Hat jemand Erfahrungen mit dem Bike?

http://www.mountainbike-magazin.de/mountainbikes/test-gt-avalanche-1-0.792376.2.htm


----------



## gt84 (30. Juni 2013)

Hi,

ich habe mir vor kurzem das 2012er Avalanche (1.0) gekauft. Die Pro und Contra Punkte kann ich bis auf die Federgabel bestätigen. Ist mein erstes Bike mit einer Federgabel, somit habe ich keine Vegleichsmöglichkeiten. Für meine Ansprüche (Trails fahren) reicht es auf jeden Fall!


----------



## MTB-News.de




----------



## Tomorrow1 (30. Juni 2013)

gt84 schrieb:


> Hi,
> 
> ich habe mir vor kurzem das 2012er Avalanche (1.0) gekauft.
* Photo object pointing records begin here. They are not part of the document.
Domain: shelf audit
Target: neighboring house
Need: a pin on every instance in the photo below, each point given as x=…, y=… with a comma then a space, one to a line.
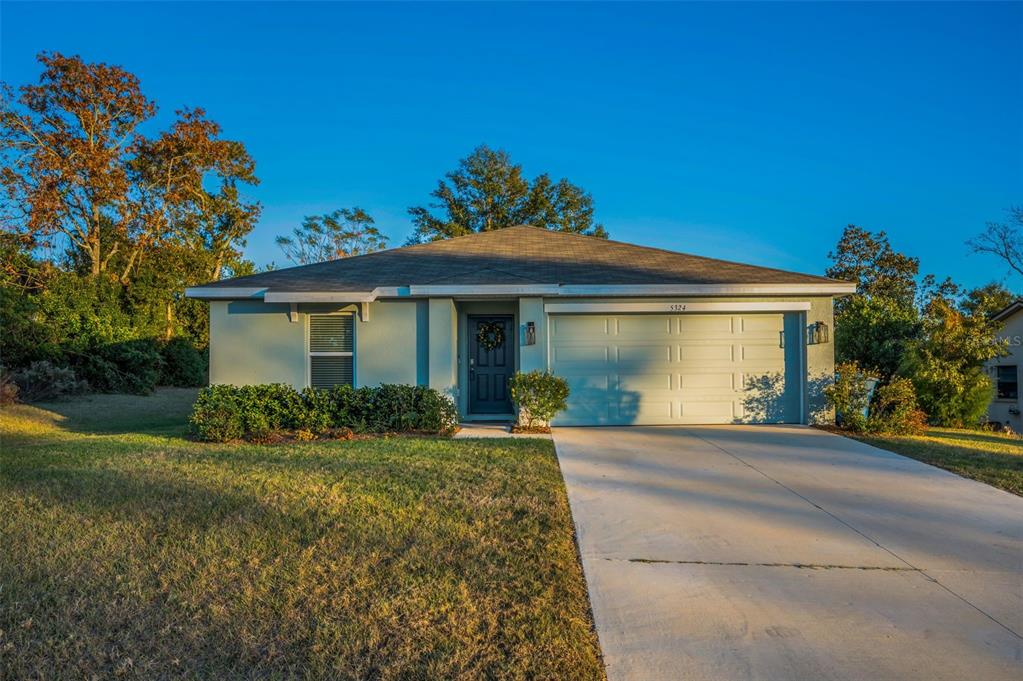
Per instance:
x=642, y=335
x=1005, y=371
Die Pro und Contra Punkte kann ich bis auf die Federgabel bestätigen. Ist mein erstes Bike mit einer Federgabel, somit habe ich keine Vegleichsmöglichkeiten. Für meine Ansprüche (Trails fahren) reicht es auf jeden Fall!



Die Modelljahre scheinen sich nur minimal zu unterscheiden. Was gezahlt?
Was mich nur stutzig gemacht hat, das das diesjährige Modell ein "sehr gut" bekam - ebenso wie das Bulls Copperhead 3. Obwohl das Bulls doch bessere Komponenten hat. Frage mich daher, wie Mountain Bike da zu einem "sehr gut" kommt...hmmmm


----------



## cleiende (30. Juni 2013)

Nicht so sehr auf Testberichte fixieren sondern das Rad beim Händler probefahren. Das eigene "Arschgefühl" ist da unersetzbar.
Oft genug gilt:  Testergebnis = f(Anzeigevolumen) 

Siehe C***** oder beim Speiseeis, ein Schelm wer Böses....


----------



## gt84 (1. Juli 2013)

Ja, da scheint es nur marginale Ausstattungsunterschiede zu geben. Ich habe für meins 650 Euro bezahlt (gekauft im März als Vorjahresmodell).


----------



## Tomorrow1 (2. Juli 2013)

Habe auch ein Angebot über 650.- für das Modell 2013. Bin gestern damit gefahren- Größe L. Wow. Ich muss sagen, das Bike ist sehr interessant. Die Geometrie der GT's ist sehr angenehm. Puristisch, agil und solide verarbeitet. Die zwei unterschiedlichen Reifenstärken, machen sich bemerkbar. Federgabel ist wirklich einen Tick mau. Ich hatte nach Sekunden das Gefühl, ich verschmelze mit dem Bike und werde Eins. Man sitzt richtig "drin", im Bike. Das Gefühl hatte ich bei den Cube-Bikes nicht. Auch nicht bei Ghost. Bei letzteren hatte ich das Gefühl, ich sitze "auf" einem Brett. Auch das Gt Karakoram 1.0- also die 29"-Variante, fährt sich erstaunlich gut. Manko: Bei meinem Angebot muss ich die Flower-Power-Retro silver polish-Nummer nehmen- das schwarz ist ausverkauft für das Angebot. Aber Egal. Für 650.- ist das Bike ein absolutes Schnäppchen. Preis-Leistungsverhältnis mega.


----------